Рустам вздыхает. А щетки: тик-так, тик-так. Знай смахивают мелкие дождинки.
— Вы что, заснули? — Над Гумировым наклонилось лицо сержанта.
— А? Нет, нет, просто так. Пошли!
Хочется передернуть плечами, плотнее захлопнуть плащ. Как сыро, как неприятно и темно.
Через несколько минут в ночи раздался четкий рапорт:
— Рядовой Гумиров пост под охрану принял!
Черная, сырая ночь. Гумиров отсчитывает шаги. Раз, два, три. Слушает, всматривается в темень. Ничто не тревожит ночного спокойствия. Только мелкий, противный дождь шумит, делая свою неуютную работу. Сколько еще так ходить? Гумиров смотрит на фосфорический блеск циферблата. «Скоро придет Васильев. Хороший солдат Васильев. Как это я сразу не заметил…»
Резкий стук у склада вывел часового из некоторого забытья. Он весь напрягся, вскинул автомат, четко произнес:
— Стой! Кто идет?
На фоне неба было видно, как от склада метнулась фигура и, пригибаясь к земле, бросилась к крутому оврагу.
— Стой! Стрелять буду!
Человек несколько секунд колебался, потом он остановился и, чего-то выждав, снова продолжил свой бег.
— Гад! Не пущу! — закричал Гумиров и нажал спусковой крючок. Очередь распорола тишину. Еще и еще.
Человек остановился, поднял руки. К месту происшествия уже спешили пограничники.
…Рустам, мокрый до нитки, взволнованный, чистил свой автомат, когда к нему подошел Брагин.
— Привет, Рустик!
— А, Юра! Здорово!
— Везет же людям, — вздохнул Брагин, — только пошел и на тебе — задержание. А я за три года хотя бы зайчишку-трусишку какого поймал…
— Уж везет… Честно признаюсь, до сих пор поджилки трясутся, — ответил, улыбаясь, Гумиров.
— У всех бы так тряслись!
В столовой Рустам заметил необычное оживление. Ребята смотрели на него, подмигивали, а исподлобья поглядывавший после инцидента с картиной молодой солдат повар Зорин ни с того ни с сего подал ему лично тарелку дымящейся гречневой каши с кусочками хорошо прожаренного мяса. Рустам успел подметить, что глаза Зорина мечут бесенят, а еды в тарелке больше, чем у кого-нибудь.

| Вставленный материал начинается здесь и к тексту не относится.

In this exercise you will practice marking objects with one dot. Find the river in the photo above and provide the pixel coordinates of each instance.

Васильев, сменивший на посту Гумирова, весело отхлебывая горячее молоко, рассказывал, будто сам видел, как Гумиров «шарахнул» из своего автомата, когда нарушитель пустился бежать.
— Ночь-то была чернее черного кофе, — говорил он, — пламя из ствола так и хлещет, и видно, как пули летят…
— Стой, стой, ты чего врешь? — перебил его Амарбеков. — Ночь, говоришь, темная была, как ты видел пули?
Васильев опешил, заморгал своими пышными ресницами, а потом лицо его вдруг осветилось.
— Так пули-то трассирующие были! — под хохот крикнул он. Все смеялись, как ловко Васильев вывернулся. Смеялся и Гумиров, хотя он-то лучше всех знал, что пули были самые обыкновенные, и что ночь была действительно темной, и что Васильев, пожалуй, только собирался на службу и видеть, конечно, ничего не мог. В другой раз он живо заткнул бы ему рот, может быть, даже оборвал бы… Но сегодня что-то не хотелось, так все было здорово.
Брагин радовался вместе со всеми за своего товарища и, по-своему выражая нежность, все уговаривал его:
— Ты ешь, Рустик, ешь. Хочешь, еще молока принесу?
…Боевой расчет проводил сам начальник.
Боевой расчет — начало пограничных суток. Везде день кончается, а на границе только начинается. И, кто знает, что он принесет, этот новый пограничный день.
— Застава, смирно! Рядовой Гумиров!
— Я!
— Выйти из строя.
— Есть! — звонко крикнул Рустам.
Вот он стоит перед ними, перед теми, кого сторонился. И они смотрят на него очень просто и добро. Каждый глаз излучает теплоту: смелее, Рустам!
— Товарищи, рядовой Гумиров проявил огромную выдержку, храбрость, умение ориентироваться в сложной обстановке. Он поступил на службе, как и должен был поступить настоящий пограничник, как должен поступить каждый из нас. За отличие рядовому Гумирову будет предоставлен краткосрочный отпуск с выездом к семье.